University of Cincinnati, USA
Title: Atomization of liquid jets and droplets: Theory and models
Biography: Prashant Khare
Liquid jets and droplets play an important role in numerous applications of practical interest including, liquid-fueled combustion devices such as diesel, gas-turbine and rocket engines, cooling of turbine blades and microchips, and industrial processes such as spray painting and inkjet printing. Even after decades of research, because of the lack of appropriate diagnostic
and simulation tools, the understanding of the atomization process remains limited. No attempts were made in the past to conduct fundamental studies that led to the development of universal theories and models to predict statistics, such as, droplet/ particles sizes and distributions, resulting from the fragmentation process. Additionally, the effect of multiphysics processes, such as vaporization, acoustic, electro-static and electromagnetic excitation on liquid sprays and droplets has not been widely explored. Therefore, this talk focuses on three aspects of the atomization process, (1) investigation of fundamental physics of the deformation and fragmentation of liquid droplets and jets; (2) development of generalized models to predict the behaviors of the products of liquid atomization over a wide range of operating conditions; and (3) the effect of multiphysics processes on the dynamics of multiphase flows.
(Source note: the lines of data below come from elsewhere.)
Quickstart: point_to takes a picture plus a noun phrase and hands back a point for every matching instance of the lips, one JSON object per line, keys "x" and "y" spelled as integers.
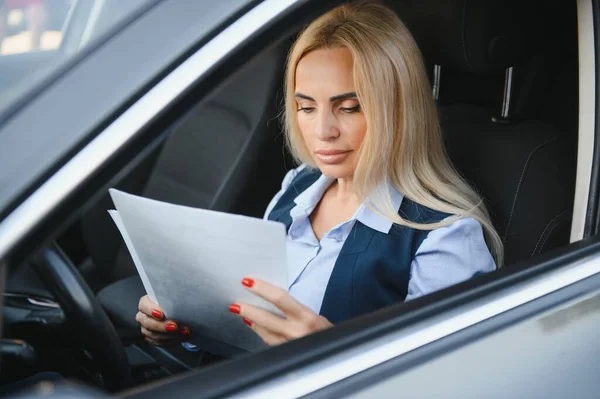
{"x": 331, "y": 156}
{"x": 330, "y": 152}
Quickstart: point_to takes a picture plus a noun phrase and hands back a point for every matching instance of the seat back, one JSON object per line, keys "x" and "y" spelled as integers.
{"x": 523, "y": 167}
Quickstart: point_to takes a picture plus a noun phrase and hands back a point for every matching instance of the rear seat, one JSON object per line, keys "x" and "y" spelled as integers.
{"x": 524, "y": 168}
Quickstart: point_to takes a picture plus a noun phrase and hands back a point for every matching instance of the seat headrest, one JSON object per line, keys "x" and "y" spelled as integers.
{"x": 477, "y": 36}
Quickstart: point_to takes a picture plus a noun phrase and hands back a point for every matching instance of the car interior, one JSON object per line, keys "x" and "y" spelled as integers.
{"x": 505, "y": 78}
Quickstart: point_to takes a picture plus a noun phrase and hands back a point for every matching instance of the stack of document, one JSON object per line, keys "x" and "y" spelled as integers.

The theoretical and mathematical formulation to investigate these two-phase problems is based on a complete set of Navier-Stokes equations with surface tension. A critical issue is the treatment of multi-scale liquid-liquid and gas-liquid interfaces. A state-of-the-art, high resolution, volume-of-fluid (VOF) interface capturing method is adopted to resolve the interfacial evolution. Surface tension is accommodated as a Dirac delta distribution function on the interface. The theoretical formulation outlined above is solved numerically using a finite volume method augmented by an adaptive mesh refinement (AMR) technique, based on an octree spatial discretization, to improve the solution accuracy and
efficiency. Based on the high-fidelity direct numerical simulations, general theories that quantitatively describe the atomization process over a wide range of operating conditions are established. These theories are used to develop universal models that can predict the droplet behaviors, including size-distributions and drag coefficients with deformation and fragmentation. Next, the effect of vaporization and electro-static fields on multiphase flows is explored and the essential physics is extracted. The ultimate goal of the effort is to enhance the fundamental understanding of multiphase flows, and to develop theories, models
and algorithms for their active and passive control.